How to Choose the Right Data Management Tools 

In the age of Big Data, many data management tools flood the market with promises of collecting and interpreting data in real time.

Unfortunately, only 4% of CX leaders believe their CX measurement system enables them to calculate ROI.

mckinsey customer experience score
Source: McKinsey


Before purchasing a data management system for CX analysis, here are key factors to consider:

  • Customer management – This functionality contains all the customer’s activities throughout their lifespan with your brand. 
  • Seamless integrations – The CX management system must integrate other services. You should also be able to integrate custom APIs with CEM and other software.
  • Centralized data storage  – The entire data should appear on a centralized dashboard with unbridled access for internal team members.
  • Self-service tools – Instead of waiting for support agents, the CEM system should have self-service tools to assist with recurring issues.
  • Automated responses – Like self-service tools, automated chatbots can relieve the pressure on support agents by offering template-based responses to generic questions.
  • Reporting – Beyond the centralized dashboard, the CEM system should generate detailed reports for export in different file formats — CSV, XLS, PDF, etc.
  • Inventory – Modern CEM systems should contain a local or cloud-hosted database for taking inventory.
  • Task tracking – Support agents should be able to manage customer tickets from creation to completion. 
  • Longevity – Look for solutions that can scale with your business in the long term.
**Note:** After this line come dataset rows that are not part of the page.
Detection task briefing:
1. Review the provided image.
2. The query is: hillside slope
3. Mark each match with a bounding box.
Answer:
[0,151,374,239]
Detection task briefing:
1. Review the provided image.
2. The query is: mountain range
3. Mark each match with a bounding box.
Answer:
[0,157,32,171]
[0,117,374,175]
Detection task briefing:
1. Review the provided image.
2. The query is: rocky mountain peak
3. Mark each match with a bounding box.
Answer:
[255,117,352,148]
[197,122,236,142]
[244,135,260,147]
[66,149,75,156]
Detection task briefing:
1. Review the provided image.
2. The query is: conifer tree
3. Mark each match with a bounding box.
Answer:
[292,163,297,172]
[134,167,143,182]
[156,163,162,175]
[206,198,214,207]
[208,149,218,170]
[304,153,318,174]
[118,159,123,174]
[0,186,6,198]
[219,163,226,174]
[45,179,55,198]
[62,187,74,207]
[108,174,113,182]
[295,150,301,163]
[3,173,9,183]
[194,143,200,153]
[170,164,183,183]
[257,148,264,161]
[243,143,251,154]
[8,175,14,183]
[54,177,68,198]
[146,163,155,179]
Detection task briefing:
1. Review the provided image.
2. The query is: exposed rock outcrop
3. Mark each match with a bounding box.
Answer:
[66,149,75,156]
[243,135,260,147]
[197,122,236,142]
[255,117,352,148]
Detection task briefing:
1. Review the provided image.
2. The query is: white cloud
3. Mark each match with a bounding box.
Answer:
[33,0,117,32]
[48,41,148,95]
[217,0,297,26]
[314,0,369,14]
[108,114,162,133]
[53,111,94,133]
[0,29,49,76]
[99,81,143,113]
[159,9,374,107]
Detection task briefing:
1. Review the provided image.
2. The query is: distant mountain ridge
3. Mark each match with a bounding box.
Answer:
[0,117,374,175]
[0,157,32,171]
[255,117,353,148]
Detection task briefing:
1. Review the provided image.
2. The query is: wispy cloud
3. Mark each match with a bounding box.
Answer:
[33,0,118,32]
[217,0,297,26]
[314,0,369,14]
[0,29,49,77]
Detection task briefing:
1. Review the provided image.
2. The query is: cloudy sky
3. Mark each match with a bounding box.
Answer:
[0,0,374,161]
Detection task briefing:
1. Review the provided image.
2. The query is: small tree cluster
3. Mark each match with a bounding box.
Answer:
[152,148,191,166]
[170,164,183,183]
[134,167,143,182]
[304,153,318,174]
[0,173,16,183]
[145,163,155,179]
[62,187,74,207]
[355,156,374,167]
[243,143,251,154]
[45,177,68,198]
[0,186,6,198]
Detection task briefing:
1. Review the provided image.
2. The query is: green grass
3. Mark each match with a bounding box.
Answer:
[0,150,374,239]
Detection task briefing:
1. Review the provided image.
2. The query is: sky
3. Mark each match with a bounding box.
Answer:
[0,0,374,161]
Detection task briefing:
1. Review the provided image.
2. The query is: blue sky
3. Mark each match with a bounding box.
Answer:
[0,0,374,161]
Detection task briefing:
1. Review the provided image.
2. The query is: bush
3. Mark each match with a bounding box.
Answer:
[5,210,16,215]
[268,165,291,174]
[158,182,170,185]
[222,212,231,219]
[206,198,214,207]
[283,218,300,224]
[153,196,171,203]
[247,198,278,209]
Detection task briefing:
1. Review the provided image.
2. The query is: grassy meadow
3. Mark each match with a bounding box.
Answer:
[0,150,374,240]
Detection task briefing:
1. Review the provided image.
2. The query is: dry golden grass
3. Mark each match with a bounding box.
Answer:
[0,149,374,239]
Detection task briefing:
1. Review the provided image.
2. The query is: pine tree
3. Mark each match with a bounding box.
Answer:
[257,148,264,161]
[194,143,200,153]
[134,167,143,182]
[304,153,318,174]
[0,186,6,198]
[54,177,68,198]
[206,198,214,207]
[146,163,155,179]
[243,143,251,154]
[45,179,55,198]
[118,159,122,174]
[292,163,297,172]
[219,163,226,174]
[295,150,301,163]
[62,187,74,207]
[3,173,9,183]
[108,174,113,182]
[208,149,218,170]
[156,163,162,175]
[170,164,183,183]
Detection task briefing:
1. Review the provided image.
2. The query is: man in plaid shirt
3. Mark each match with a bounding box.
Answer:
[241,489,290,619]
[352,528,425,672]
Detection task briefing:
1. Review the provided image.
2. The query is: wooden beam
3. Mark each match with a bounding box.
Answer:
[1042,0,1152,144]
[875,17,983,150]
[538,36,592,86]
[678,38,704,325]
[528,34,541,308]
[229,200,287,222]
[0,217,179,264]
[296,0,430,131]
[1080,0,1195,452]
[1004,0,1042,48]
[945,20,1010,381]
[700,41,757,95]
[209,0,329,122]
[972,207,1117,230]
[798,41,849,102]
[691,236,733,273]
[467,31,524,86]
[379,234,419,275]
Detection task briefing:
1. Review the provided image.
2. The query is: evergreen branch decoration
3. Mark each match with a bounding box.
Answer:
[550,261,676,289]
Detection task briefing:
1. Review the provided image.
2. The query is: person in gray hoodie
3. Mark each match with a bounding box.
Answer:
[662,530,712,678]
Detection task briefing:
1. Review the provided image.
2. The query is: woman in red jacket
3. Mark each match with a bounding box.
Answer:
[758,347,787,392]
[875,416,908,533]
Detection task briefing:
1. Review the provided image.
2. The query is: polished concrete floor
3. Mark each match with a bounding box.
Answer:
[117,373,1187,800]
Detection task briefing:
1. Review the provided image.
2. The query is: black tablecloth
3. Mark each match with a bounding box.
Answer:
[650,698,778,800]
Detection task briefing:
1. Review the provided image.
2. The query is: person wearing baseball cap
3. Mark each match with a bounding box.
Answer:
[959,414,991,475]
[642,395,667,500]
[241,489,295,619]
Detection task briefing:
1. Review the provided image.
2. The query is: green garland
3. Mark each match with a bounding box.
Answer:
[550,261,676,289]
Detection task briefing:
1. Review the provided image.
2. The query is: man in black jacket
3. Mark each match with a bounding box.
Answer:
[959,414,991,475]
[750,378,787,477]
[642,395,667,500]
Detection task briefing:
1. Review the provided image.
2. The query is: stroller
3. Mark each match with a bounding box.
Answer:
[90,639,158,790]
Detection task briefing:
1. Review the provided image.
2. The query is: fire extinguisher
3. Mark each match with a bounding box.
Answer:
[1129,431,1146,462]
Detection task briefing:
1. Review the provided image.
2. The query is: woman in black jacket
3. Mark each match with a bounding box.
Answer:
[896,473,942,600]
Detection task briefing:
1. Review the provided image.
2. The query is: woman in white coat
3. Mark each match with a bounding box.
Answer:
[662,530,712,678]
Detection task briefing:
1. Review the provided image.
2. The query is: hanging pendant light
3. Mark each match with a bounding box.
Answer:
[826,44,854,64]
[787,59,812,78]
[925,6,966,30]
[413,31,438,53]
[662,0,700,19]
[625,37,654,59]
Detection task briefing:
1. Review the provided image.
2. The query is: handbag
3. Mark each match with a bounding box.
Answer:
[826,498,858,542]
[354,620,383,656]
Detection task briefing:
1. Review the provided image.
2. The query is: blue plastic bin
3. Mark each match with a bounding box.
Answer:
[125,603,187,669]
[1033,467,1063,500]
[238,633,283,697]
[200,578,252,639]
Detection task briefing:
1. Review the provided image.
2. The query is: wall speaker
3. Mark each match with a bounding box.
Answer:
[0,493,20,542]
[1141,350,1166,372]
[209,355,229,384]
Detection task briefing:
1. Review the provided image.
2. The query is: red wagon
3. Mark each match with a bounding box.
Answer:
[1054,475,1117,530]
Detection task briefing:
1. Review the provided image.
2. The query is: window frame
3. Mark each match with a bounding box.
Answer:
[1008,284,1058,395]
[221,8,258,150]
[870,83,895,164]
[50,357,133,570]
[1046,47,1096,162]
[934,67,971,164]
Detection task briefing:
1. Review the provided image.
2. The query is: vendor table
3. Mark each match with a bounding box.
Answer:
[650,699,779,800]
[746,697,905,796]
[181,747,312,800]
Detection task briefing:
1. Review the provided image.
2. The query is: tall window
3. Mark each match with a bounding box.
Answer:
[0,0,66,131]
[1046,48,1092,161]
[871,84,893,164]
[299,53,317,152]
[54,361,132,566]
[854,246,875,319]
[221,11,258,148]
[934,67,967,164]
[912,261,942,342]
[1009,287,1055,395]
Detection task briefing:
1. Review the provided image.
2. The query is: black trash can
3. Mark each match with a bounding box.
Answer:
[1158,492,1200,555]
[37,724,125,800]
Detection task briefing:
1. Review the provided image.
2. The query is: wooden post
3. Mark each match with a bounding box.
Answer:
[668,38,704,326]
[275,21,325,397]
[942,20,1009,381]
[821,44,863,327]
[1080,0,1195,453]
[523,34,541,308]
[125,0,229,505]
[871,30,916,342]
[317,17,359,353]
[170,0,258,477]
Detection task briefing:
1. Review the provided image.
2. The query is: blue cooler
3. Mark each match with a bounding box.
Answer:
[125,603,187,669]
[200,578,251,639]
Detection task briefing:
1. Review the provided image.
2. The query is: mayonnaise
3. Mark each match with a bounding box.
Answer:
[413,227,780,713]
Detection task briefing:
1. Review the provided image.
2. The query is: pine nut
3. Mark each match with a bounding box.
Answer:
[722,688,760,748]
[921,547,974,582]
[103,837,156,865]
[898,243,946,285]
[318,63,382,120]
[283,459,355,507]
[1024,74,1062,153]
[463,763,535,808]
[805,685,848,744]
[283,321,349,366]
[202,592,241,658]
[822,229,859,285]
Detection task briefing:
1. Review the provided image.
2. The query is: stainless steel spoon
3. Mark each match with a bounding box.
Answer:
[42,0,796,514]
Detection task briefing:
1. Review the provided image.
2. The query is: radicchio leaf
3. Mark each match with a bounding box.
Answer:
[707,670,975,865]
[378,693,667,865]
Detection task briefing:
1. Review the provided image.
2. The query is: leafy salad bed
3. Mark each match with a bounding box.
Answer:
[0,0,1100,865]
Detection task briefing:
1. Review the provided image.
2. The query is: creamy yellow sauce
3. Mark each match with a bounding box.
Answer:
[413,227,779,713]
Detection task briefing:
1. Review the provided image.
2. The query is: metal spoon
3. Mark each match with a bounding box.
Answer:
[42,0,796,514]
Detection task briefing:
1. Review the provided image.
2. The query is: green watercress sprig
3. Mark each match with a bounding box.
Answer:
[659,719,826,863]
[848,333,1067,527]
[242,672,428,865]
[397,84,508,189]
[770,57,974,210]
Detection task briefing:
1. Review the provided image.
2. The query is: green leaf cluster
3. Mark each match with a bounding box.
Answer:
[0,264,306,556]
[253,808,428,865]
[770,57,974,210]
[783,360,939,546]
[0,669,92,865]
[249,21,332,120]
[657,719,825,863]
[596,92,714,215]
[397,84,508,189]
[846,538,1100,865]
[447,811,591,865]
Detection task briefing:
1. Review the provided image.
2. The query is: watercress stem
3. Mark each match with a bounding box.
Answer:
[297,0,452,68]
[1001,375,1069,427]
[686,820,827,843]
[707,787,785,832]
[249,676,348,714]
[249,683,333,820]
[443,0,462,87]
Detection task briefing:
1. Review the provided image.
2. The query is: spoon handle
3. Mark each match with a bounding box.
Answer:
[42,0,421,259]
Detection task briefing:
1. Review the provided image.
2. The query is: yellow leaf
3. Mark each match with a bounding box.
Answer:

Otherwise, you will need to halt operations to upgrade the system or migrate consumer data to new platforms.
  • Security – Since you are handling sensitive user data collected via specific surveys or questionnaires, you need a secure platform with multi-factor verification.

Final Words

Data analytics is the bedrock of customer experience. Every company needs to gather, manage, and interpret data before making any business decisions. 

From this data, customer support agents can personalize their solutions, marketers can predict market changes, and managers can identify workflow bottlenecks.

You also need to determine the key metrics that define the customer experience — and explore how to track them. For that, you need a secure, optimized, and easy-to-use AI-powered CEM platform.